Recently, I found this piece, written in April 1863, about the Laurel War. Does it change your perspective? For a long time, the running story is that the bad Confederates kept the good Union people from getting salt. The good Union people raided the salt stores in Marshall one evening, breaking into a few stores and homes for good measure. The worst thing they did was to take blankets from the beds of sick children.  Soon thereafter, Confederate forces marched into Shelton Laurel, captured fifteen men and boys and marched them toward the Tennessee line. Before they had gone far, the Confederates lined them up and executed them. The youngest was 13. While there was some outcry, justice was never served on the Confederates. (This is the short version of the story.)

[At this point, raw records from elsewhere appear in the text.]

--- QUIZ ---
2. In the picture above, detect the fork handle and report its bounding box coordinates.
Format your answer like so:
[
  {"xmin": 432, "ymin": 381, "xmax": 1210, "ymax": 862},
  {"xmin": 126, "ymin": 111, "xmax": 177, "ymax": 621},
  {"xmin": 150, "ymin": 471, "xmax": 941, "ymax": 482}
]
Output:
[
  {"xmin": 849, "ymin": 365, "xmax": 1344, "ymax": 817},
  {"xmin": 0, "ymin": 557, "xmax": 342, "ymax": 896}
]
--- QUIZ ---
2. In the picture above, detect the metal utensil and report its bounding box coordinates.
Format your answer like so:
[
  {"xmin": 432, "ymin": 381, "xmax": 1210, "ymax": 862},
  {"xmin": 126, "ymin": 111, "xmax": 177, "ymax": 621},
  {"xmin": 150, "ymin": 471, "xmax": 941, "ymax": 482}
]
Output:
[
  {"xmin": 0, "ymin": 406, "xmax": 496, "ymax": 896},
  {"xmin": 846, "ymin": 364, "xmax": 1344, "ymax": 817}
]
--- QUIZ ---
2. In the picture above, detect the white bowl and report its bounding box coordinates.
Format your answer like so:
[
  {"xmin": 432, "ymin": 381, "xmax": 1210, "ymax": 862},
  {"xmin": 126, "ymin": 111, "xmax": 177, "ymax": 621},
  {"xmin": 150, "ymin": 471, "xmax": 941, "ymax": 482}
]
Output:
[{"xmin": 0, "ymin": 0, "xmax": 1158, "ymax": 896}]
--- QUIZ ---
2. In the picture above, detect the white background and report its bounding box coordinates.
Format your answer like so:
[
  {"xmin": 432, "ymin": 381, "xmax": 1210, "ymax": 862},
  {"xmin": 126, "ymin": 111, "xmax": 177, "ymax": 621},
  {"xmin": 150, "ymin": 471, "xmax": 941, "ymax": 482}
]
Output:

However, the piece below was written in April 1863 and appeared in a Raleigh newspapers:

"By this time [winter 1863], all who had volunteered from that country [Laurel], had deserted, and brought off their guns and ammunition, and commenced organizing companies, under the command, as they declared, of a Yankee officer, sent from Lincoln's government for that purpose. A company was raised of one hundred men, and they commenced robbing and plundering private houses in a settlement called "Flag Pond," in Washington county, Tennessee, taking money, guns, clothes, meat, and every thing they could carry away, making women and children strip off their shoes, socks and clothes for them, and left many families almost destitute of clothing, bedding or provisions. I did not learn that salt was the object of the thieves. Boys from ten to fifteen years of age were engaged in these robberies, and a gentlemen told me, whose house they robbed,        that they were the most active rogues in company. I did not hear of any salt  being taken.
The next depredation was committed at Marshal, Madison county, N.C., where they not             only took salt, but they broke open store houses and dwelling houses, and carried off everything that they could take away. They broke into A. E. Bair's dwelling house, a large, well-furnished boarding-house, and robbed it of all the blankets and other bed furniture. They also entered Col. L. M. Allen's dwelling house, and abused it at a great  rate-robbing it of all its furniture, and, I have heard made Mrs. Allen even strip off her under clothes, shoes and stockings for them to carry away. I did not hear that they got any salt there. On the same night, some distance from marshall, they entered A.           Farnsworth's house, robbed it of beds, furniture, and clothes, and emptied bed ticks of their contents, in order to pack their stolen goods in the ticks. I did not learn that those "independent, high minded" men packed any salt from there in the bed ticks." (Semi-Weekly Standard [Raleigh] April 17, 1863)

So, for a third time I ask, does this change your perspective on the supposed Shelton Laurel Massacre? There is so much more to this story.